Kirchheim
O krummer Tannenbaum

Randnotiz von Antje Dörr über Last-Minute-Weihnachtsbäume.

Wenigstens war er günstig“, sagt der Mann und kratzt sich am Kopf, während er den Weihnachtsbaum betrachtet, der etwas windschief in unserem Wohnzimmer steht. Tatsächlich hat der Baum seine besten Tage längst hinter sich. Krumm ist er, unregelmäßig gewachsen, manche Nadeln färben sich schon gelb, und seine Spitze ist ihm irgendwo abhanden gekommen. Die Kinder waren sofort schockverliebt, als sie den Baum sahen, der mit vier oder fünf etwas ansehnlicheren Exemplaren traurig auf der Verkaufsfläche herumstand.

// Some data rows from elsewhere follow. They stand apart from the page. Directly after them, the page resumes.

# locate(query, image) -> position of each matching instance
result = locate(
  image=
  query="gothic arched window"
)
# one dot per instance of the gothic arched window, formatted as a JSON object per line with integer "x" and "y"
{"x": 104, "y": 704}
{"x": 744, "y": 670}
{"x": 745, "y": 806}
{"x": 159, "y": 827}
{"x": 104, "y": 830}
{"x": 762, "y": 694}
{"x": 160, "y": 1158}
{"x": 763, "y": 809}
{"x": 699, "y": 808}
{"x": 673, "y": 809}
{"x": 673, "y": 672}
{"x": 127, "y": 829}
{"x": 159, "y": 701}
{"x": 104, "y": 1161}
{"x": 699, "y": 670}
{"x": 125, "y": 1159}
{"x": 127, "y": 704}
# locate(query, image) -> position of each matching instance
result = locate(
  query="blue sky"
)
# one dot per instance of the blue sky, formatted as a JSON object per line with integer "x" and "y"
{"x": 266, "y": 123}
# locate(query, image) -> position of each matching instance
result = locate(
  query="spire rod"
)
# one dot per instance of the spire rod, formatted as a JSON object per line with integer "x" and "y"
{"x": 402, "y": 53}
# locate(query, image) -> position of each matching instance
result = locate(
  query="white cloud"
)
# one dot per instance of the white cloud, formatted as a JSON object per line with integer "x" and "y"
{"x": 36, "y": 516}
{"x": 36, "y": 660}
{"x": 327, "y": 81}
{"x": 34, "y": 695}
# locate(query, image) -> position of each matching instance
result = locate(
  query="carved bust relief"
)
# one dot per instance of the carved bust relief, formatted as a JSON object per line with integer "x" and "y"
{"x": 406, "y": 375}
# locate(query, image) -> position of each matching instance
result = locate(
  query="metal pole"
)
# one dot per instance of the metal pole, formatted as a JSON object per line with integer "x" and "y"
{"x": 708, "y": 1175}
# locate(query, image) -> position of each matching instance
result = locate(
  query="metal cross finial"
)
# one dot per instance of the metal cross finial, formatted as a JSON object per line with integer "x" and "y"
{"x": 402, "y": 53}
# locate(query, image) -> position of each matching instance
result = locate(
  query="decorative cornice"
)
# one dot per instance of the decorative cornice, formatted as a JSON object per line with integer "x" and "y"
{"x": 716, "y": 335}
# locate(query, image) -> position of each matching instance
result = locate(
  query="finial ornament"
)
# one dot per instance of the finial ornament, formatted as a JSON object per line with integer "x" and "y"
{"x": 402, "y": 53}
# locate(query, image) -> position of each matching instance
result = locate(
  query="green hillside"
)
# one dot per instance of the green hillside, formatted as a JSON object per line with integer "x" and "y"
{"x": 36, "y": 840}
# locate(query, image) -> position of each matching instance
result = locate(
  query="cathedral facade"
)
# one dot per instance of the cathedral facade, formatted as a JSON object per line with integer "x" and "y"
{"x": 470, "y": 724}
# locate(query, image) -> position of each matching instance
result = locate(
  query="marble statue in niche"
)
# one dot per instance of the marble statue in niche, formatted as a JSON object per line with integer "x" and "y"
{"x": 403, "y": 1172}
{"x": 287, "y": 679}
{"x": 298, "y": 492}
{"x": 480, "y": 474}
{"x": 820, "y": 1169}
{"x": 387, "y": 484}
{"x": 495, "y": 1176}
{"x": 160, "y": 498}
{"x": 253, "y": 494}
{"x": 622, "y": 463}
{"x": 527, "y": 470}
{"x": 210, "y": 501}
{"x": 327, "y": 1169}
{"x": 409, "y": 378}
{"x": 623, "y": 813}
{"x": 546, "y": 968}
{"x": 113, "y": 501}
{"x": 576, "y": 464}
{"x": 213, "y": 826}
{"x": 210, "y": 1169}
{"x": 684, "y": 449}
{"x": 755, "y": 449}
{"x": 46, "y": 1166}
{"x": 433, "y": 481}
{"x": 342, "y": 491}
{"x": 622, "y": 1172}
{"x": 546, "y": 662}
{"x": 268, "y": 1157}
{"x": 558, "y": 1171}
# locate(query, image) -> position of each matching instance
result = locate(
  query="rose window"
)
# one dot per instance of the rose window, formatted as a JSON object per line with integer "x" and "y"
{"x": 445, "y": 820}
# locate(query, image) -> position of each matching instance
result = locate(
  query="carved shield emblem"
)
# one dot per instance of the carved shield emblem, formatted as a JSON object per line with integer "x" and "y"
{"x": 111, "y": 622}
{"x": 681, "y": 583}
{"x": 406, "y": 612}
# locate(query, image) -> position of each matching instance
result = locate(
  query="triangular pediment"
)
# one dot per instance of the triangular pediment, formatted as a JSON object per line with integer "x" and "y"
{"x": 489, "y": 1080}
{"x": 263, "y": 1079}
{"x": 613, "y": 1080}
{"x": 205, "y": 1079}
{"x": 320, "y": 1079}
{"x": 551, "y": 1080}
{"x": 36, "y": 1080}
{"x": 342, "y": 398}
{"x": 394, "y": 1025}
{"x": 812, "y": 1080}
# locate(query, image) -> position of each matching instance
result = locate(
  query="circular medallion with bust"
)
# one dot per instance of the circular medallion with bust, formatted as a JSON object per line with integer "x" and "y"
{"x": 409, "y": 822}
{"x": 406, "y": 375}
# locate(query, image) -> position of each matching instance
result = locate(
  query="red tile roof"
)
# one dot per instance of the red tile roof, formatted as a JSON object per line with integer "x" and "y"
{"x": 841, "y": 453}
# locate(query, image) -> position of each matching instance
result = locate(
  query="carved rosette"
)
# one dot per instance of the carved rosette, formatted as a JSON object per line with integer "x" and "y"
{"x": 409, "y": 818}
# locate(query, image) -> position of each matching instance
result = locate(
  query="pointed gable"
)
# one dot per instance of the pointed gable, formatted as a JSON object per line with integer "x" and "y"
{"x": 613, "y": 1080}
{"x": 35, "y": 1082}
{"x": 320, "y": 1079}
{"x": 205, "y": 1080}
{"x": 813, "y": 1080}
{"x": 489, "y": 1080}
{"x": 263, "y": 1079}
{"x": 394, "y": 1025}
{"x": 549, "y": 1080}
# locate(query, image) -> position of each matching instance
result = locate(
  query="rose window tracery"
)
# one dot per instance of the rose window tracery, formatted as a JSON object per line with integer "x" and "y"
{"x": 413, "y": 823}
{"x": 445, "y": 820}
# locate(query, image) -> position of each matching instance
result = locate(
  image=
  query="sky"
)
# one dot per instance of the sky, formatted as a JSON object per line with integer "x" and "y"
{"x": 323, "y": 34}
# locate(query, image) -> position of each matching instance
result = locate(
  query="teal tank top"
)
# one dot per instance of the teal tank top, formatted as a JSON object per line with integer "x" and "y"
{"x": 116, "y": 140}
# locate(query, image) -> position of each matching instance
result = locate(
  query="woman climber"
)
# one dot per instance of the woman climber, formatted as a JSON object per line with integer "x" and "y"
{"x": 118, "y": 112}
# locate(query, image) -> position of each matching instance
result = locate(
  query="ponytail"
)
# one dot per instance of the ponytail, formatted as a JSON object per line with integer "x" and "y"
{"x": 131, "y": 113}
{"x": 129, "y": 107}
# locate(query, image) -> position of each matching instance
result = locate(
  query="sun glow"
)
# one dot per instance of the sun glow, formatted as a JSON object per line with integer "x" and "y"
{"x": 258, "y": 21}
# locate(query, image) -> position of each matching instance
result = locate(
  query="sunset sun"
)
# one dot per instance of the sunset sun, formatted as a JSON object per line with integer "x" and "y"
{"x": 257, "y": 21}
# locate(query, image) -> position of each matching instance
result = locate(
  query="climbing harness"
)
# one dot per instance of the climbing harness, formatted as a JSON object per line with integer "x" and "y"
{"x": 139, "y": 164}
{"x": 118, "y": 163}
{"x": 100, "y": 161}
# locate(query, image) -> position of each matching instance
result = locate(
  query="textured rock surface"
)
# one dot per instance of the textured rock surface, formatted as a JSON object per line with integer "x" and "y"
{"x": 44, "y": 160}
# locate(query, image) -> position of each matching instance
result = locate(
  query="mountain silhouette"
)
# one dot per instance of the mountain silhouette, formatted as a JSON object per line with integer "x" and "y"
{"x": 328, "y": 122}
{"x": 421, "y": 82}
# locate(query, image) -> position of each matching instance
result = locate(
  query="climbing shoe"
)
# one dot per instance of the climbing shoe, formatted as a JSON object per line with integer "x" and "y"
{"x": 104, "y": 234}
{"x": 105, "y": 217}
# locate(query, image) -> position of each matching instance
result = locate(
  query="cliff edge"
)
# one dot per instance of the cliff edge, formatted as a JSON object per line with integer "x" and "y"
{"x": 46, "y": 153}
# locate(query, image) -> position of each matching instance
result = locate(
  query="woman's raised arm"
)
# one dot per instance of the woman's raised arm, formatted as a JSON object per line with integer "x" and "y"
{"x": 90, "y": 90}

Was soll man da entgegnen? Dass das Ding hässlich wie die Nacht ist, obwohl man sonst immer predigt, dass Äußerlichkeiten nicht ­wichtig sind? Lieber nicht. Wir lächeln tapfer und packen das nadelnde Ding auf den Bollerwagen. Zu Hause tanzen die Kinder fröhlich um den Tannenbaum und behängen ihn mit allem, was der Keller zu bieten hat. Da steht es nun, das krumme Ding, und erinnert uns daran, dass nicht alles vollkommen sein muss. Und erst recht nicht an Weihnachten.